Project: Fall Detection
Development of Fall detection Machine Learning Algorithms for a Smart Vision Assistant.
- Collect data of human skeleton in various fall scenarios via motion capture and skeleton detection algorithms.
- Balance the dataset with fall and non-fall scenarios to ensure that the machine learning algorithm can distinguish between normal and abnormal movements.
- Feature Extraction: relevant features extracted from skeleton data to represent the movement patterns: joint angles, joint velocities, and acceleration
- Data saved on AWS S3 bucket.
- Extracted features used to create matrices which were fed into a machine learning algorithm.
- Used AWS AutoML to find best ML model.
Tech Stack: Python, Scikit-learn, OpenCV, Pytorch, Image-Pose, AWS, Sagemaker, AutoML, AutoPilot, Cuda, Linux, Git, Pytest.
Project: Voice ReID, Voice to Text
Development of speech recognition system that can identify the speaker and transcribe the language from audio data.

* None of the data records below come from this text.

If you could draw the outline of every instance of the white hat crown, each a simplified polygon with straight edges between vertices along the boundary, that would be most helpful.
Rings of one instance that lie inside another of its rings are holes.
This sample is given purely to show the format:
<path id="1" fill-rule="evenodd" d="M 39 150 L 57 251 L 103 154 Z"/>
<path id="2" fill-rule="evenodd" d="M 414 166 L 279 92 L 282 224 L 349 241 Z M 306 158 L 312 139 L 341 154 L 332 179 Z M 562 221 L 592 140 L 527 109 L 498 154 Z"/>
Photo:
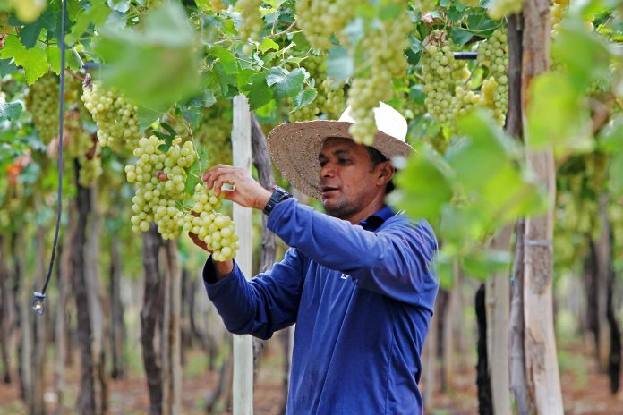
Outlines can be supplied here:
<path id="1" fill-rule="evenodd" d="M 406 142 L 407 126 L 405 117 L 388 104 L 384 102 L 380 102 L 379 104 L 379 106 L 373 110 L 377 129 L 402 142 Z M 342 113 L 338 121 L 354 123 L 354 119 L 353 115 L 351 115 L 351 106 L 348 106 L 344 113 Z"/>

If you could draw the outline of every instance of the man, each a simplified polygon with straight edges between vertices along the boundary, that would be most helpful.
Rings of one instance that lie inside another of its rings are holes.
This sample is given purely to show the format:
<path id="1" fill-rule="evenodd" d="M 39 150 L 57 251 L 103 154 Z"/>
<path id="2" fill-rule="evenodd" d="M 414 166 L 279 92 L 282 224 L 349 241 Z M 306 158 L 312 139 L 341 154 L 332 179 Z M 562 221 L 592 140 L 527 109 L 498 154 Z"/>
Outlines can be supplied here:
<path id="1" fill-rule="evenodd" d="M 411 148 L 397 112 L 381 104 L 375 117 L 372 148 L 350 138 L 349 110 L 338 122 L 286 123 L 269 135 L 276 165 L 327 215 L 235 167 L 204 176 L 226 199 L 263 210 L 269 229 L 291 247 L 250 282 L 232 260 L 210 258 L 203 271 L 232 333 L 268 339 L 296 323 L 288 414 L 422 412 L 417 383 L 438 290 L 430 269 L 437 242 L 428 224 L 385 205 L 390 159 Z M 234 189 L 221 191 L 225 183 Z"/>

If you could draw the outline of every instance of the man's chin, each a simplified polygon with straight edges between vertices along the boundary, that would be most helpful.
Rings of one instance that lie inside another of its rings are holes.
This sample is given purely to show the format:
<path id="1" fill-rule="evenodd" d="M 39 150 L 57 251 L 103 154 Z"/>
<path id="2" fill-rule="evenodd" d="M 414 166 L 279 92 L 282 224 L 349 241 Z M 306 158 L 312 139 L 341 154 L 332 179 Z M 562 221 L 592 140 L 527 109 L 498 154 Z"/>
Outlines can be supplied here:
<path id="1" fill-rule="evenodd" d="M 325 209 L 327 215 L 335 217 L 342 217 L 346 211 L 347 210 L 344 203 L 339 203 L 337 200 L 322 199 L 322 207 Z"/>

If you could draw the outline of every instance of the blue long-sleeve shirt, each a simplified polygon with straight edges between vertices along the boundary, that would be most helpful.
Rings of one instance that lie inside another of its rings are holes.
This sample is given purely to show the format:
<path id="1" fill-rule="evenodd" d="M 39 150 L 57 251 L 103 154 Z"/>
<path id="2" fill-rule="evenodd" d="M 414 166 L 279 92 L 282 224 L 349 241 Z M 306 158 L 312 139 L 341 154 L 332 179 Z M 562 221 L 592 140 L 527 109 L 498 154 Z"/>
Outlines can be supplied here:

- Audio data divided into 4-second segments sampled at 16kHz.
- Feature extraction techniques on audio data, such as MFCCs, Mel-scale spectrogram, chromagram, spectral contrast, and tonnetz, based on STFT, utilizing Kaldi.
- Utilizing Scikit-learn for feature clustering.
- Utilizing FFT (Fast Fourier Transformation) for denoising and feature extraction.
- Creation of VoiceReID custom model via PyTorch and TensorFlow.
- NLP algorithms for speech-to-text transcription, utilizing part-of-speech tagging and word sense disambiguation.
- Utilizing Gensim and NLTK for text summarization, tokenization, stemming, lemmatization, part-of-speech tagging, parsing
- Applied named entity recognition to identify named entities in text data and categorize them into predefined classes
Tech Stack: Python, pyannote, Kaldi, NLP, AWS Sagemaker, EC2, S3, Lambda, NumPy, TensorFlow, LSTM, Scikit-learn, NLTK, Spacy, Gensim, CoreNLP, Transformers, Hugging Face, Pandas, SQL, FastAPI, Git, Bash, VS Code, Unittest, Poetry.